Said Gressel of the warm welcome IMCF received on this visit to his former club, where he played from 2020-22: “It's definitely different. In this league, I've never really experienced it that way. Obviously, it's nice as an away team to not have the whole stadium against you. So in that sense, it makes it maybe a little bit easier. But yeah, it's just kind of what it is.”

Notably, Messi was still part of the conversation in absentia.

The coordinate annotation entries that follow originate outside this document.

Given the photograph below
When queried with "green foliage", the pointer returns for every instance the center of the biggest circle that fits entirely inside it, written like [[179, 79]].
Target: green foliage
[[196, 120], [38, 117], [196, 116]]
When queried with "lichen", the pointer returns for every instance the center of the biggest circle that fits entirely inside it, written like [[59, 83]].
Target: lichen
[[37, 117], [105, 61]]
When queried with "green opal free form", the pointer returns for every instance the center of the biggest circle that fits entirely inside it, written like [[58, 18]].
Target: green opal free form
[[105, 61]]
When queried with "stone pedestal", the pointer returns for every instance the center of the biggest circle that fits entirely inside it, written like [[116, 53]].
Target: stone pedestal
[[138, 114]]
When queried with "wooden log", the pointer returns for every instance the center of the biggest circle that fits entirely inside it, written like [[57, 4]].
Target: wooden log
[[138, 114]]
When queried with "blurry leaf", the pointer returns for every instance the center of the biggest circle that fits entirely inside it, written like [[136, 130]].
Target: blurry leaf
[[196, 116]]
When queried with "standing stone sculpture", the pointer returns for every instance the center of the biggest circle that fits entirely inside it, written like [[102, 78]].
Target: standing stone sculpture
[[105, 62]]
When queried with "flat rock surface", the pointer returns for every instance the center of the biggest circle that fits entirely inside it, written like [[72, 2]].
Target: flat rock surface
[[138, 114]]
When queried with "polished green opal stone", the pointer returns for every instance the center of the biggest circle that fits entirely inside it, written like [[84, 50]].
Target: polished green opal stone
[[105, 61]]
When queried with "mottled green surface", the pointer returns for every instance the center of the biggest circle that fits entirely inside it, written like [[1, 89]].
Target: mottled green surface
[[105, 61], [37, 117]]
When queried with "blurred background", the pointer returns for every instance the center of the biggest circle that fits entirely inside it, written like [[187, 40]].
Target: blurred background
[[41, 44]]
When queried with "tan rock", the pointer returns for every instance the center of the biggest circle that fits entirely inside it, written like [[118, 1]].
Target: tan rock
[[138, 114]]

Multiple reporters pressed Martino for further details about the “overload” in his right leg that led to an early exit from Wednesday’s CCC win, wondering whether it could affect the GOAT’s availability for Argentina’s upcoming international friendlies in Philadelphia and Los Angeles.

“Messi's injury must be dealt with week by week, and we will evaluate it. What is clear is that there is a goal with him, which is to play in the Concacaf quarterfinals [vs. CF Monterrey on April 3 and 10],” said Martino, himself a former Argentina manager.

“He has a muscle injury. The selection issue is for the people of the national team to talk about.”